Originally Posted by
Marshal Murat
3. Kennedy - While he was very telegenic, his domestic programs were a failure, he deepened U.S. involvement in Vietnam, and while he did negotiate the 'Cuban Missile Crisis', it obscures his 'Bay of Pigs' assault. A man who died a 'martyr' but whose actual accomplishments had no or a negative impact, overall.
I think the only use of this sort of lists is in comparisons of more or less similar problems which Presidents had to confront. Sometimes that is instructive. When it comes to Bush and Kennedy, I think it is.
Your evaluation of Kennedy is harsh. At least two of his accomplishments were lasting: his support (mostly through his brother Robert) for the civil rights movement, and the infusion of a new spirit of optimism into American politics after the Sputnik episode, resulting in, among other things, a spectacular space program.
One of his major failures was the introduction of the doctrine of 'limited war', mainly through McNamara. Limited wars as such were a real phenomenon at the time and there was nothing wrong with their conceptualization. But the sting of the new doctrine was in the notion that limited wars were a 'calculated risk' for both sides and that the use of force would be rationally managed by both parties. McNamara thought war, politics and the human mind were eminently rational. Not so!

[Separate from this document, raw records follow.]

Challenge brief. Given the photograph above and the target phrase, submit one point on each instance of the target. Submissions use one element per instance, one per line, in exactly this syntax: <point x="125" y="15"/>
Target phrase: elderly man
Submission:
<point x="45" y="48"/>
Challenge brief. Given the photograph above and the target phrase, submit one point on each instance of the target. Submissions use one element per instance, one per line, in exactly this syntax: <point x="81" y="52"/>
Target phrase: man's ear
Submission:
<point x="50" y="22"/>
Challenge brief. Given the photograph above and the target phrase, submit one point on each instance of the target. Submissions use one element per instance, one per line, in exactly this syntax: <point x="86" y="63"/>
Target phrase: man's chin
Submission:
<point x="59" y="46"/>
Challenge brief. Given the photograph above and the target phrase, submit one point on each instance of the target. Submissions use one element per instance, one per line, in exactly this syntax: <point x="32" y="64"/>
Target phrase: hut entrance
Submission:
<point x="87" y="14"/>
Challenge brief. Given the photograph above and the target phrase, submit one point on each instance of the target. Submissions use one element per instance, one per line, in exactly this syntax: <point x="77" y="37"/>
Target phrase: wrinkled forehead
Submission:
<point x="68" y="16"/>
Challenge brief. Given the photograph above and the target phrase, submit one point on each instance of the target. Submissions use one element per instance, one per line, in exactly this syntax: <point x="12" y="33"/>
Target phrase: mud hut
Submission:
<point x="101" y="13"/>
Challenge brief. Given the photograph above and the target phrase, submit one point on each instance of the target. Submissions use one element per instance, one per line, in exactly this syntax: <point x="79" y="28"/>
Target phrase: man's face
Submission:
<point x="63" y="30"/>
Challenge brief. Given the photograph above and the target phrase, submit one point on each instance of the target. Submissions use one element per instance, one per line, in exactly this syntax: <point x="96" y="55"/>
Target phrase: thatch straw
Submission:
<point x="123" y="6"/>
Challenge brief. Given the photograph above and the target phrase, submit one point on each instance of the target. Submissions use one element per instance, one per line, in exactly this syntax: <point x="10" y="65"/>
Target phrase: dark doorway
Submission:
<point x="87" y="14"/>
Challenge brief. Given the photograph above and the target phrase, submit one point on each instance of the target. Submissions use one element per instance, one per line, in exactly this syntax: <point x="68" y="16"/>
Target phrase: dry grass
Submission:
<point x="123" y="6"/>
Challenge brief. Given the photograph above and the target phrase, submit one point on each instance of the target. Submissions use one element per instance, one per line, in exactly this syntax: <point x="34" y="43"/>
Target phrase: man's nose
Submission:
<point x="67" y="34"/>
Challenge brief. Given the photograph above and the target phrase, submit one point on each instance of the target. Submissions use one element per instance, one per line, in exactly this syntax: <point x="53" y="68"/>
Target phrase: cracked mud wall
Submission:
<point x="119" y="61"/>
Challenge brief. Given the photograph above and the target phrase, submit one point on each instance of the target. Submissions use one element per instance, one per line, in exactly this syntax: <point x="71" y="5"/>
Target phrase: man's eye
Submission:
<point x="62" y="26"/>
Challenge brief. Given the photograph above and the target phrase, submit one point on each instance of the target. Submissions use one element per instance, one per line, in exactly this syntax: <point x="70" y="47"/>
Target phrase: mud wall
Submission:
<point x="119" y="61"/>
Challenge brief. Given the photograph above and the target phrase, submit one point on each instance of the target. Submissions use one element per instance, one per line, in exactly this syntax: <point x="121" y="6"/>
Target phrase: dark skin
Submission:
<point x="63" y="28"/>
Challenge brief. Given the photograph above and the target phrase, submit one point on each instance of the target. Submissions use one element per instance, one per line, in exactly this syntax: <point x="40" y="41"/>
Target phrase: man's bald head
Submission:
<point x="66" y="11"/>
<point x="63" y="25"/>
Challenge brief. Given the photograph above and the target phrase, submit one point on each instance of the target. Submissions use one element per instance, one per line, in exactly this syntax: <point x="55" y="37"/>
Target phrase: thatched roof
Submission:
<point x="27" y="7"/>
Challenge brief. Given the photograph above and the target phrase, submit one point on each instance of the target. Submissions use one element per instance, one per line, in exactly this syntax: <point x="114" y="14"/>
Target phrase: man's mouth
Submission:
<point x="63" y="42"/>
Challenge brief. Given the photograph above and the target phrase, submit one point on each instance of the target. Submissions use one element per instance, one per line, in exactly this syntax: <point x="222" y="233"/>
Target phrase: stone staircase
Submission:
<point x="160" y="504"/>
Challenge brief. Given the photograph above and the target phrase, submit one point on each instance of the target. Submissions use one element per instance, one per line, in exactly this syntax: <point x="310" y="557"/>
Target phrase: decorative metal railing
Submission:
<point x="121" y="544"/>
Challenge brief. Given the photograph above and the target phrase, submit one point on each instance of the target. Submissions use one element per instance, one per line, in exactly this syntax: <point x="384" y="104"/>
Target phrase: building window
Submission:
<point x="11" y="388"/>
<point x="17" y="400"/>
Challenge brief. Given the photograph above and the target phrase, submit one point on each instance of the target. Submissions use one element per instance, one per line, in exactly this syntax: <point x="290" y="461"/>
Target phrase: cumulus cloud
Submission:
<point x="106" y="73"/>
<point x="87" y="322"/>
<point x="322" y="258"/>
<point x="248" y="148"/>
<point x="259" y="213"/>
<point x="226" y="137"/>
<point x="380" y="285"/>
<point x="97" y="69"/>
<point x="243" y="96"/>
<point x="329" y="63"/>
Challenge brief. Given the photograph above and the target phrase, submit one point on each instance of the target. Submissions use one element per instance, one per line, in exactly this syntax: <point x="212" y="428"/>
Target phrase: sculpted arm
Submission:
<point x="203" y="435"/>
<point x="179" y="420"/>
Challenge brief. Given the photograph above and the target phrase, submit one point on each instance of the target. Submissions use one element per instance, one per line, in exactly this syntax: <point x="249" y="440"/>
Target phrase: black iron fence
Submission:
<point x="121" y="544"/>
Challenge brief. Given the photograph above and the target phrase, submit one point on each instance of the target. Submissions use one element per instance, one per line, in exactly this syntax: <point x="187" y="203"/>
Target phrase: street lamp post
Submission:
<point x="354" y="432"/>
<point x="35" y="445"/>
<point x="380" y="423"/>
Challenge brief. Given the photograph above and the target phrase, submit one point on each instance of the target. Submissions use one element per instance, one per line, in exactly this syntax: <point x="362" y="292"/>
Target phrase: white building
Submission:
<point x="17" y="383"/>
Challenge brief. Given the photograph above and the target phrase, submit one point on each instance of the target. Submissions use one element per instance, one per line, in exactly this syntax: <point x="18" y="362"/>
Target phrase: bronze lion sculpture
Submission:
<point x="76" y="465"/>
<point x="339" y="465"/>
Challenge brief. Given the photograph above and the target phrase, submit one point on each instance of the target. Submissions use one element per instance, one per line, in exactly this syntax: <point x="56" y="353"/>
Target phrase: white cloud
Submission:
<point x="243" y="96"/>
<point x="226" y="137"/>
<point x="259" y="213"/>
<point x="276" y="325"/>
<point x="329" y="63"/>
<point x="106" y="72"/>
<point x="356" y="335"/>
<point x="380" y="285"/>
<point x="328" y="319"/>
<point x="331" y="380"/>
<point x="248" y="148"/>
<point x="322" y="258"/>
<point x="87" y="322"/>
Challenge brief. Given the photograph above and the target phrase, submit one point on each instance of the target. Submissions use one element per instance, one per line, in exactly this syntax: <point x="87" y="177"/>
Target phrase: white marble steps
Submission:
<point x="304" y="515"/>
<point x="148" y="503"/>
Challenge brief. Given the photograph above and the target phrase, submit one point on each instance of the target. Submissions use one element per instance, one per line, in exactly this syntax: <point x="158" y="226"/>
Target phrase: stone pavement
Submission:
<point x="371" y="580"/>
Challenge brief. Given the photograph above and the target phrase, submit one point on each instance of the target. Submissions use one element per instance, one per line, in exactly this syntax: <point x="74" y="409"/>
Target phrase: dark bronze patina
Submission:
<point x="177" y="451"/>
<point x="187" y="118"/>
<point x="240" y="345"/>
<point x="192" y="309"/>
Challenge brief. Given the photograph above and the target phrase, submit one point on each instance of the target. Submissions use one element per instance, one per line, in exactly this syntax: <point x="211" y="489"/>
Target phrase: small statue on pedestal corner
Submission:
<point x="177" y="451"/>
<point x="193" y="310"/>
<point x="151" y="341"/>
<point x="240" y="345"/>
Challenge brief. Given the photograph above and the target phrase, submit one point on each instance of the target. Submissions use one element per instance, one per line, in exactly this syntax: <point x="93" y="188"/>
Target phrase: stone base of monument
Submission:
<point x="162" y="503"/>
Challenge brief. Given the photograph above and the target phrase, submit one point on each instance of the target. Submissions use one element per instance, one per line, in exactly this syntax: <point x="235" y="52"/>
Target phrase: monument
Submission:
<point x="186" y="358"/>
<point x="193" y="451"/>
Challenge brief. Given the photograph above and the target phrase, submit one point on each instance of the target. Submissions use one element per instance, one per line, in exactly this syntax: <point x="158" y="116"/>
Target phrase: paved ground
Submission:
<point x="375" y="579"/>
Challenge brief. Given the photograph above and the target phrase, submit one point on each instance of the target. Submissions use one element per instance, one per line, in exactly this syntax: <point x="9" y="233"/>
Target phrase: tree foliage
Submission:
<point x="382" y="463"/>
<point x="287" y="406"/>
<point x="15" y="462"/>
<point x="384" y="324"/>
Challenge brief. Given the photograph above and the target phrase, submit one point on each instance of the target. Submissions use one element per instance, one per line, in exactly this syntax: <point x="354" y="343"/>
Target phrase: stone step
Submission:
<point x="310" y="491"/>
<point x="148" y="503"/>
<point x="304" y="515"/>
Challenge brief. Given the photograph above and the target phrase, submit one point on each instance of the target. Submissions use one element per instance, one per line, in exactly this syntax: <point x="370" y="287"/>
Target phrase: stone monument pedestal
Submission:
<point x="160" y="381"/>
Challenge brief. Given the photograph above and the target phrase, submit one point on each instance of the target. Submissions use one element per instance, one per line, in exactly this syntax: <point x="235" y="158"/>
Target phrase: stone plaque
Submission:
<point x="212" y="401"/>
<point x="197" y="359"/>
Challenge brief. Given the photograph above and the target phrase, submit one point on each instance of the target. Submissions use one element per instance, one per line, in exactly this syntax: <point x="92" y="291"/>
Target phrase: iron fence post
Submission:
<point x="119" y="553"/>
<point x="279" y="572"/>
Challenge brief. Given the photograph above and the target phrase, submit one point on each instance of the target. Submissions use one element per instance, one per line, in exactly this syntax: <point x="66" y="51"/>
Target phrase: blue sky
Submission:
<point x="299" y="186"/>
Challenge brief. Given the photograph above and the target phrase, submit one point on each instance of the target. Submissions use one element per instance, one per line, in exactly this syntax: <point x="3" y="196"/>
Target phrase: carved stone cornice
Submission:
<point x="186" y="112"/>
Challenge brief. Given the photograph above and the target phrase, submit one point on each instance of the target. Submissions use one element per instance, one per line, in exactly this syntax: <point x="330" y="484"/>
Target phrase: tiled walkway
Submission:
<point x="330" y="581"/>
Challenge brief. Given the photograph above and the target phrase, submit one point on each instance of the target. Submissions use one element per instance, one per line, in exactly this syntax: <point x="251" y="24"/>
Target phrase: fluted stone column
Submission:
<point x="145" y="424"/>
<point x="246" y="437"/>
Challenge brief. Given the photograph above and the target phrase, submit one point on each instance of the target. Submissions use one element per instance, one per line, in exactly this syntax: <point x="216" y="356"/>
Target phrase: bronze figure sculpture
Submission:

This misunderstanding led to what you called 'the deepened U.S. involvement in Vietnam'. I believe a similar misunderstanding has led to the deepened U.S. involvement in Iraq in 2003, a concept developed and practised by a latter-day McNamara, namely Donald Rumsfeld.
Both governments were mistaken in their trust in technology and calculated warfare, and both were mistaken about the nature of their enemies. Kennedy wanted to halt communism, but the force the U.S. was fighting, de facto, was Vietnamese nationalism. Bush wanted to halt terrorism, whereas the real U.S. opponent on the ground is Arab nationalism.
That doesn't mean that either Kennedy or Bush were stupid or malevolent. As Barbara Tuchman writes in The March of Folly, political foolishness is seldom a mere result of stupidity or 'wooden-headedness', it is just as much the result of power: 'We all know, from endless repetitions of Lord Acton's dictum, that power corrupts. We are less aware that it breeds folly; that the power to command frequently causes failure to think; that the responsibilty of power often fades as its exercise augments.'
Years later, McNamara acknowledged in his autobiography that he knew the U.S. could not win the war in Vietnam, no matter how much he tinkered with technology, management-based theories and counterinsurgency models.
Kennedy, too, knew that it wouldn't happen. Yet, he persisted.
There is a passage in Tuchman's book that is worth quoting extensively because of its parallel with Bush and Iraq.
Tuchman describes how, ten days into his office, Kennedy approved of a report by General Lansdale who wanted to introduce new 'advisors' to the South Vietnamese government, Americans 'who know and really like Asia and the Asians' and who would 'guide the South Vietnamese to American policy objectives'.
Not to their own objectives, mind you, but to American objectives.
Tuchman:
This flaw, too, with its implications, Kennedy recognized when he said: 'If it were ever to be converted into a white man's war, we should lose it as the French had lost a decade earlier.' Here was a classic case of seing the truth and acting without reference to it.
The American failure to find any significance in the defeat of the French professional army, including the Foreign Legion, by small, thin-boned, out-of-uniform Asian guerrillas is one of the great puzzles of the time. How could Dien Bien Phu be so ignored? When David Schoenbrun, correspondent for CBS, who had covered the French war in Vietnam, tried to persuade the President of the realities of that war and of the loss of French officers equivalent each year to a class at St. Cyr [the French West Point- AII], Kennedy answered: 'Well, Mr Schoenbrun, that was the French. They were fighting for a colony, for an ignoble cause. We're fighting for freedom, to free them from the Communists, from China, for their independence.'
Because Americans believed they were 'different' they forgot that they, too, were white.
It is hard to miss the obvious parallels.